Diffuse Hepatic Disease

Hepatitis: Acute vs. Chronic

1. Pathogenesis:
  • Acute hepatitis of any origin causes the hepatocytes to become edematous. Clinical correlation is more helpful in diagnosis of hepatitis while role of liver imaging is limited.
     
  • Hepatitis can cause enlarged liver without focal disease.
     
  • Hepatitis A is transmitted fecal-orally. Clinical manifestations are usually fatigue, weakness, vague abdominal pain, hepatomegaly (85%), and splenomegaly (15%).
     
  • Hepatitis B is typically acquired through I.V. drug use, sex, or blood transfusion. 5% will become chronic. Less than 1% will be fulminant. Hep B infection does increase risk for cirrhosis, portal HTN, HCC.
     
  • Hepatitis C is mostly acquired via transfusion, sex, or I.V. drug use.
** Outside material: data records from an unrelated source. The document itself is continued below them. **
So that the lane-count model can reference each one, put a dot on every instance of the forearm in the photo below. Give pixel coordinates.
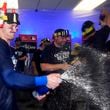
(18, 80)
(51, 67)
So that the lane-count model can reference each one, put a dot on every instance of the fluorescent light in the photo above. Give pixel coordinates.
(88, 4)
(11, 4)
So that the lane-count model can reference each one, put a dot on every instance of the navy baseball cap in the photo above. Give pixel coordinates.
(12, 18)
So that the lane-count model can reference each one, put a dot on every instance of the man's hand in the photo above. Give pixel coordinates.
(65, 66)
(54, 80)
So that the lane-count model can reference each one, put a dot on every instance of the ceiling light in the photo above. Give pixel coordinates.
(88, 5)
(11, 4)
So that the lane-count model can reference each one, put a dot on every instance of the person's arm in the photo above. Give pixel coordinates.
(53, 67)
(17, 80)
(34, 68)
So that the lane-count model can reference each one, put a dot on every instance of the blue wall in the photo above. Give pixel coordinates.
(43, 23)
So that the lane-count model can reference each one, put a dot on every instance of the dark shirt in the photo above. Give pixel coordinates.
(36, 58)
(55, 55)
(10, 79)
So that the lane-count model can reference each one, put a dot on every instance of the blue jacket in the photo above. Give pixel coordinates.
(10, 79)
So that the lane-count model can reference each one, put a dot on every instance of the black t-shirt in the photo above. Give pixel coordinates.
(55, 55)
(98, 40)
(19, 53)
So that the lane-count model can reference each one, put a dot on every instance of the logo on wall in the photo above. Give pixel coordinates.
(29, 42)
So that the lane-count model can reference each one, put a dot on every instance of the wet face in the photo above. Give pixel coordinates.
(9, 30)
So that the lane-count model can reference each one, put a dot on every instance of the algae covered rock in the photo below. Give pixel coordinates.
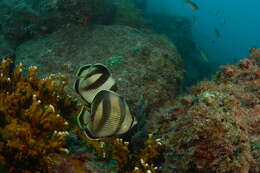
(144, 64)
(215, 127)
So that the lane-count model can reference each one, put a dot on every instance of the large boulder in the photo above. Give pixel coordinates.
(145, 65)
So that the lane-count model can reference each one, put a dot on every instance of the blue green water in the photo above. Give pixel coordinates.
(236, 20)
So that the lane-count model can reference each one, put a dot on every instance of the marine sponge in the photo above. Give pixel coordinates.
(215, 127)
(33, 114)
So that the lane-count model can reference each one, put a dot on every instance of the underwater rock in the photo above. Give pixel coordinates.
(143, 64)
(22, 20)
(215, 127)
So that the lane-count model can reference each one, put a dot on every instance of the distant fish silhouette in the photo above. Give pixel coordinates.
(91, 79)
(110, 116)
(191, 4)
(217, 33)
(204, 55)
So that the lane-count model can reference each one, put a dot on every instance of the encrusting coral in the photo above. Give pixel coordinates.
(215, 127)
(33, 123)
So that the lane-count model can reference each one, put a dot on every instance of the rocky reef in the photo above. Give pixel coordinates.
(215, 127)
(145, 65)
  1. Radiographic findings:
  • There are no definite abnormalities on imaging in both acute and chronic hepatitis.
     
  • U/S: In acute, either entirely normal or may have a "starry sky" appearance (decreased echogenicity of the parenchyma with prominence of the portal venous system). In chronic, there may be a coarsely echogenic parenchymal pattern.
     
  • CT or MRI: not used to evaluate acute hepatitis.